Sunday, December 22, 2024
39.0°F

Plowing of Glacier's Sun Road nears completion

by Chris Peterson Hungry Horse News
| June 13, 2017 3:17 PM

photo

Crews continued to work on the Big Drift east of Logan Pass Friday morning in Glacier National Park.

photo

Crews install the railings on the Going-to-the-Sun Road Friday morning.

Glacier Park plow crews were clearing out the Logan Pass parking lot and making the first cuts into the Big Drift Friday on the Going-to-the-Sun Road.

The Big Drift is a massive drift of snow that covers the highway just east of Logan Pass. This year it’s about 70 to 90 feet deep. It usually takes about a week to get through and is the last big obstacle in clearing the highway each spring.

The Logan Pass parking lot had about two to three feet of snow in it and was being cleared by a rotary plow that can move about 4,000 tons an hour.

Park plow crew foreman Stan Stahr said this year’s clearing has been “about average.”

The crews were delayed about a week in May due to a storm, he noted. Crews had just gotten through the Triple Arches area when slides hit about three minutes later, said park avalanche specialist Jake Hutchison.

The slides buried the Triple Arches and they had to start all over again.

But even that is pretty typical, Stahr noted.

Hutchison said the Triple Arches slides aside, the park hasn’t seen big wet-slab avalanches like it has in past years. The big slides can wreak havoc on the road, tearing out walls and tearing away the road itself.

Crews are also busy putting up removal guard rails. The Park has gone to the rails in more and more alpine sections of the road. They have an advantage because they can unbolt them in the fall, store them in a location safe from avalanches and then put them back up in the spring. It helps save the road from harm, but it’s also a labor intensive process.

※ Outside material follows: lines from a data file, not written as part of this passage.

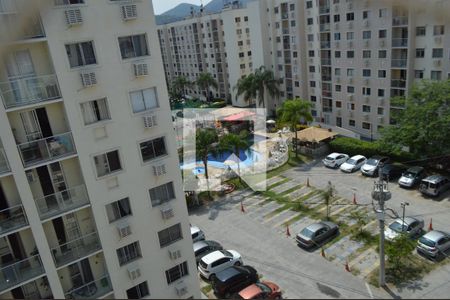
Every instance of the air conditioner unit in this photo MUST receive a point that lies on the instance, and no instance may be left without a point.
(134, 272)
(129, 12)
(73, 16)
(149, 121)
(123, 229)
(181, 289)
(88, 79)
(159, 170)
(140, 69)
(174, 254)
(166, 211)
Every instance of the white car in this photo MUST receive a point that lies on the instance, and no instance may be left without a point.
(353, 164)
(335, 160)
(217, 261)
(197, 234)
(411, 227)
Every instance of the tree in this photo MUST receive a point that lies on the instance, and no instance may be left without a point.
(235, 143)
(422, 124)
(256, 84)
(205, 81)
(292, 112)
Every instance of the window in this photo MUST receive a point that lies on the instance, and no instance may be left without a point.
(153, 149)
(438, 30)
(170, 235)
(177, 272)
(81, 54)
(129, 253)
(95, 111)
(438, 52)
(118, 210)
(133, 46)
(107, 163)
(421, 31)
(162, 193)
(420, 52)
(139, 291)
(144, 100)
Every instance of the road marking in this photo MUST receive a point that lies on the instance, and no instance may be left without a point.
(369, 290)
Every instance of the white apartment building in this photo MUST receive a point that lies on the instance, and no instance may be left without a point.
(91, 204)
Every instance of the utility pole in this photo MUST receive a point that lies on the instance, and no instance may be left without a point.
(381, 194)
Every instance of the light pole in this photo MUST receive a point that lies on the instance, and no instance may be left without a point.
(403, 205)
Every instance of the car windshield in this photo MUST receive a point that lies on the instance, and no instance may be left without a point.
(396, 226)
(427, 242)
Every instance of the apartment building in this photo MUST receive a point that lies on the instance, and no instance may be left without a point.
(91, 204)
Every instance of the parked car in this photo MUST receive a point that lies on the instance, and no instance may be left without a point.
(202, 248)
(217, 261)
(335, 160)
(261, 290)
(197, 234)
(434, 185)
(316, 233)
(411, 177)
(371, 166)
(353, 164)
(434, 243)
(233, 279)
(411, 226)
(391, 171)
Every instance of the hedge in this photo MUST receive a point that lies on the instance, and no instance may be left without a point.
(353, 146)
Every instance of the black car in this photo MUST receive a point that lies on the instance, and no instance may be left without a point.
(391, 171)
(233, 280)
(202, 248)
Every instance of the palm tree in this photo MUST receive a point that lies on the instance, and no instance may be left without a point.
(235, 143)
(205, 81)
(256, 84)
(205, 143)
(292, 112)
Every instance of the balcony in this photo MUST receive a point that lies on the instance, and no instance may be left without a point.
(4, 165)
(20, 271)
(76, 249)
(46, 149)
(61, 202)
(30, 90)
(12, 218)
(91, 290)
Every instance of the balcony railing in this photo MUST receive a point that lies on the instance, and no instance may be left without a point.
(46, 149)
(4, 165)
(20, 271)
(399, 42)
(91, 290)
(12, 218)
(61, 202)
(25, 91)
(76, 249)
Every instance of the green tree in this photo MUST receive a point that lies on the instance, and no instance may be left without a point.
(256, 84)
(422, 122)
(205, 81)
(292, 112)
(235, 143)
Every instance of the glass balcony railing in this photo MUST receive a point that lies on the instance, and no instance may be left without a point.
(60, 202)
(4, 165)
(46, 149)
(75, 249)
(29, 90)
(91, 290)
(17, 272)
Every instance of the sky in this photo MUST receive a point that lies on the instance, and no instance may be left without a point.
(161, 6)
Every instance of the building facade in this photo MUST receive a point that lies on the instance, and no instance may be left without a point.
(91, 204)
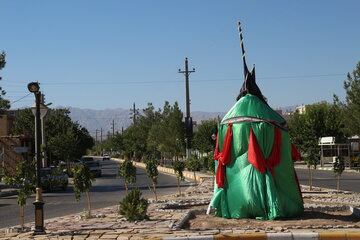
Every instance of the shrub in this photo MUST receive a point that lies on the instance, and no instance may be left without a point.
(133, 207)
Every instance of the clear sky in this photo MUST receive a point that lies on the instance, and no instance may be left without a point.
(109, 54)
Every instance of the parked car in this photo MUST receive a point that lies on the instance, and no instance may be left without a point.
(53, 178)
(94, 167)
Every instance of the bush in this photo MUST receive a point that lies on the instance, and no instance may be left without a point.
(133, 207)
(193, 164)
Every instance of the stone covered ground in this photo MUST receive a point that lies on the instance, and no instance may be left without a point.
(178, 216)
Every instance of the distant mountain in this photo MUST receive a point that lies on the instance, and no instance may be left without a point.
(94, 120)
(97, 120)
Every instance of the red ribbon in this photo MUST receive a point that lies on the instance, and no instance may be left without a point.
(256, 158)
(223, 158)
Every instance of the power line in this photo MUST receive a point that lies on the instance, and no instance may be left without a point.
(180, 81)
(20, 98)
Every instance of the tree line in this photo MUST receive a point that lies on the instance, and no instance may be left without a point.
(159, 134)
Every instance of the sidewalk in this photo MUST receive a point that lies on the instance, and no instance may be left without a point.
(6, 190)
(169, 219)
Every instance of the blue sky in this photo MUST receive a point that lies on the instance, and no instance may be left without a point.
(109, 54)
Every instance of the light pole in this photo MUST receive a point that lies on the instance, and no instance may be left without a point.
(39, 204)
(43, 111)
(188, 119)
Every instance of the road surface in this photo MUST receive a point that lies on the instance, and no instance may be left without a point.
(106, 191)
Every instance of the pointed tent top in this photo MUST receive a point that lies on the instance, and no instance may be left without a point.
(249, 86)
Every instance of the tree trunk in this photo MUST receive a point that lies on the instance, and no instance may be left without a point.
(22, 217)
(89, 203)
(154, 189)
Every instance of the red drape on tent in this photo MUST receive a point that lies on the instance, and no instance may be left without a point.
(223, 158)
(256, 158)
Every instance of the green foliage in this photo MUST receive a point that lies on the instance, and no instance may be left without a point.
(82, 179)
(179, 167)
(127, 171)
(319, 120)
(339, 166)
(66, 140)
(151, 170)
(194, 164)
(156, 133)
(4, 103)
(203, 136)
(352, 105)
(133, 207)
(24, 178)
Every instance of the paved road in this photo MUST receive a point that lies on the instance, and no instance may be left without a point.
(106, 191)
(326, 179)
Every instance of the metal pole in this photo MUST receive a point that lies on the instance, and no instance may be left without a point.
(188, 120)
(187, 88)
(39, 204)
(44, 160)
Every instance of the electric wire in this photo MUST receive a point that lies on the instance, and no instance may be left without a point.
(20, 98)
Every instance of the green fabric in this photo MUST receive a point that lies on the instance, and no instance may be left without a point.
(248, 193)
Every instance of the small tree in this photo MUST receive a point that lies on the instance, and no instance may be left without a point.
(127, 171)
(339, 167)
(24, 178)
(193, 165)
(83, 182)
(179, 167)
(152, 173)
(133, 207)
(211, 167)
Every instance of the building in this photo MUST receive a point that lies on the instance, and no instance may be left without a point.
(7, 122)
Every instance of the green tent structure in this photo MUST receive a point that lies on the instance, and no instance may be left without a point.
(255, 175)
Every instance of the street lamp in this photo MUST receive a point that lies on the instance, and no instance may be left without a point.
(39, 204)
(43, 111)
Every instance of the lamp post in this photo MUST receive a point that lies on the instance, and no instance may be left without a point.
(188, 119)
(39, 204)
(43, 111)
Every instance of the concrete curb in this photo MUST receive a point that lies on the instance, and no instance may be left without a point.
(274, 236)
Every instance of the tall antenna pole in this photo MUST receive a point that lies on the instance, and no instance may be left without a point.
(246, 71)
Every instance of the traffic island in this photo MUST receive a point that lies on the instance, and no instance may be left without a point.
(327, 216)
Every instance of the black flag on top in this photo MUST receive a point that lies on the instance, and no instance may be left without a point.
(249, 86)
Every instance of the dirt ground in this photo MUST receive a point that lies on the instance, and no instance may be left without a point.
(312, 218)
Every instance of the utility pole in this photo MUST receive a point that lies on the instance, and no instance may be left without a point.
(188, 119)
(134, 113)
(113, 127)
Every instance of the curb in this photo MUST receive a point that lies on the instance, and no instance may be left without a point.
(274, 236)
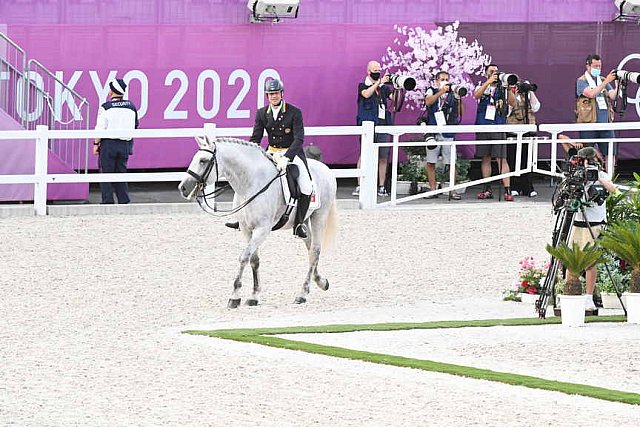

The road has nine sections of removable timber rails, with 430 timbers that are taken on and off each year.

Park staff made no predictions on when the road would open to vehicle traffic.

Right now, most of the avalanche chutes have slid, Hutchison noted, so the risk of a slide is greatly diminished.

This week it’s supposed to be wet, with a chance of rain each day, which is fairly typical for June.

Hutchison said over the course of the past three weeks, about 15 to 20 feet of snow has melted. This year saw a higher than average snowpack — about 130 to 140 percent of average.

Motorists can drive as far as Avalanche Creek on the west side and Jackson Glacier Overlook on the east side.

All of Glacier’s secondary roads are now open as well.